Aquatic habitat selection
Both macroinvertebrates and physicochemical samples were collected from riffle/run habitats. Habitats were defined using velocity to depth ratio validation and visual identification after Queensland_Government (2019). The habitat was categorized as riffle when the velocity to depth ratio is > 0.032/s, as a run for velocities between 0.0124/s and 0.032/s.
Macroinvertebrate sampling and identification
Two-minute kick samples (Getachew et al., 2021b) were collected with a D-frame dip net with a mesh size of 0.5mm (Barbour et al., 1999; Hauer & Resh, 2017) from riffle/run habitats. Immediately after the collection of samples, large leaves, sticks, and stones were individually rinsed and inspected for organisms and discarded. Samples were then preserved in 96% ethanol alcohol after Barbour et al. (1999) before being sorted and identified to the family level. By considering similar climatic conditions relative to other non-tropical regions, the South African benthic macroinvertebrate keys (Harrison, 2009; Schael, 2009) were used for taxa identification at the family level.
Physicochemical and benthic substrates data collection
The river width (m), depth (m), velocity (m/s), and temperature (oC) were measured at each site.
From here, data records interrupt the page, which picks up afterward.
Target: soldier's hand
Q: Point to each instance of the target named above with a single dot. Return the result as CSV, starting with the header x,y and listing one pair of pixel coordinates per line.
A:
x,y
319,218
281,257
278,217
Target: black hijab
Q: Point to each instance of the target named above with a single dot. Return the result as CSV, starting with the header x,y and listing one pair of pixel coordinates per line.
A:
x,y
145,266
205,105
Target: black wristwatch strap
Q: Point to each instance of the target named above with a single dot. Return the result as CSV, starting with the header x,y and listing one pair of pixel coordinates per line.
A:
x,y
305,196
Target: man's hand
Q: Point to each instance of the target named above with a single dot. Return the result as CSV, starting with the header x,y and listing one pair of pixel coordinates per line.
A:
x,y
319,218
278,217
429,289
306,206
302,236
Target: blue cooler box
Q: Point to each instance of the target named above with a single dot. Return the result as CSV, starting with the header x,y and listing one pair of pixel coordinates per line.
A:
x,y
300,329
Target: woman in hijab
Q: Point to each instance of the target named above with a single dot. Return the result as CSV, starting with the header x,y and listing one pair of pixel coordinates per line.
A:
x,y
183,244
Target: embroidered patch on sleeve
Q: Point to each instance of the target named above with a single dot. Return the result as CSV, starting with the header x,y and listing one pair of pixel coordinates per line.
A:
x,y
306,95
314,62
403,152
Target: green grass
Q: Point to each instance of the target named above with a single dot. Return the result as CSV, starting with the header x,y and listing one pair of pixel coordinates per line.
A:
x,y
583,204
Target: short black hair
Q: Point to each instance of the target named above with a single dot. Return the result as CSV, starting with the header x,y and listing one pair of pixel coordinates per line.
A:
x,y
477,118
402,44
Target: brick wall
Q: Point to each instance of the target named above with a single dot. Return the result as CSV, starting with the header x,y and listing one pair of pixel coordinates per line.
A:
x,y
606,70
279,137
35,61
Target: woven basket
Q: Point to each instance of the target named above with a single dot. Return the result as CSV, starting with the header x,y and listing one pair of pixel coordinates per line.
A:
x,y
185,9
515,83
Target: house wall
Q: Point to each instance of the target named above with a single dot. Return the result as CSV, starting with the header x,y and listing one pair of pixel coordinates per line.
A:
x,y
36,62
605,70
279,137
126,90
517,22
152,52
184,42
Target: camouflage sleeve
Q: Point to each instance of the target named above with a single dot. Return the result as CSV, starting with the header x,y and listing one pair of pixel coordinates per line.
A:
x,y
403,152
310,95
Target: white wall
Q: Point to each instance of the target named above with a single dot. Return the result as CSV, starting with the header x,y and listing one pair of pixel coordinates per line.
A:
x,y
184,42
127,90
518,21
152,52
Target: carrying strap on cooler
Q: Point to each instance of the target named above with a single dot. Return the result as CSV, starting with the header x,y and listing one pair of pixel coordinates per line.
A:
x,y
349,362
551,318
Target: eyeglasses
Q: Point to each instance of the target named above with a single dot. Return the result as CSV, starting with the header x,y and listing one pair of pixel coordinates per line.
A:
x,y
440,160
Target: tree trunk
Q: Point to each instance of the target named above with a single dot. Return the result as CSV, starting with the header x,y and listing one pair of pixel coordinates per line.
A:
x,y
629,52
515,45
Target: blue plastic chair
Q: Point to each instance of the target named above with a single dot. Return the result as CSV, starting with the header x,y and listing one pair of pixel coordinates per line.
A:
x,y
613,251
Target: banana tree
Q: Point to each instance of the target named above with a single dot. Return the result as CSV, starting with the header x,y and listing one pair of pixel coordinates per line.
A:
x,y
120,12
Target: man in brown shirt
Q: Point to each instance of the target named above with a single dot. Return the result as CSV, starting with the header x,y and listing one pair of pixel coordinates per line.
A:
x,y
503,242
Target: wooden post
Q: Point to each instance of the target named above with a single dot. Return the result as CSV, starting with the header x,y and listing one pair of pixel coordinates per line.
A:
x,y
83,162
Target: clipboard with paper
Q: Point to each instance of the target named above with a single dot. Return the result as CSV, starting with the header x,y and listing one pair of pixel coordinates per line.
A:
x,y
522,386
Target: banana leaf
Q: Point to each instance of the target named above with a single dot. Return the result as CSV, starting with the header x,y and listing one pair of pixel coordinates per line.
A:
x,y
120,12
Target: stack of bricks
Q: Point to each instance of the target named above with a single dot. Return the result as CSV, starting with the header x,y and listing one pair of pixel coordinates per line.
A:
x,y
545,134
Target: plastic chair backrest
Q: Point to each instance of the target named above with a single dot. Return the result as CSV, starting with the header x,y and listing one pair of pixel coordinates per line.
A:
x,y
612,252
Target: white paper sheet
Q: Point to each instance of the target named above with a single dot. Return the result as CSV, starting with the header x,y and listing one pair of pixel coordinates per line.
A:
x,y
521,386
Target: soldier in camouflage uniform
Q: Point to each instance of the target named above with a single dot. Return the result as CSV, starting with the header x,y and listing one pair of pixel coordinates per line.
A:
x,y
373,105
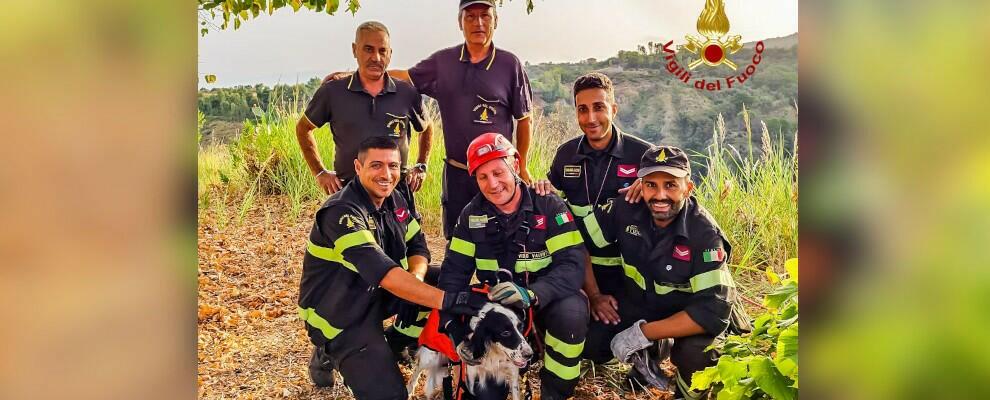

To determine the river depth at each site, an average of three measurements was taken. The surface river velocity was computed by dividing the 10m distance, measured at each site for sampling, by the average time the floating object took to travel that distance and multiplying the quotient by the correction factor (0.85) to estimate the average water velocity of the stream (Ngoma & Wang, 2018). The GPS reading such as altitude (m.a.s.l) and the location of sites were recorded in the field using a global positioning system (GERMIN-72H). Substrate types such as bedrock, boulder, cobble, gravel, fine gravel, and sand and fines were visually characterized by changes in habitat features at each sampling site. These substrate types have been converted to a single substrate index (SI) values after Jowett and Richardson (1990) using the formula: SI = 0.08* bedrock + 0.07* boulder + 0.06* cobble + 0.05 *gravel + 0.04*fine gravel + 0.03* sand and fines.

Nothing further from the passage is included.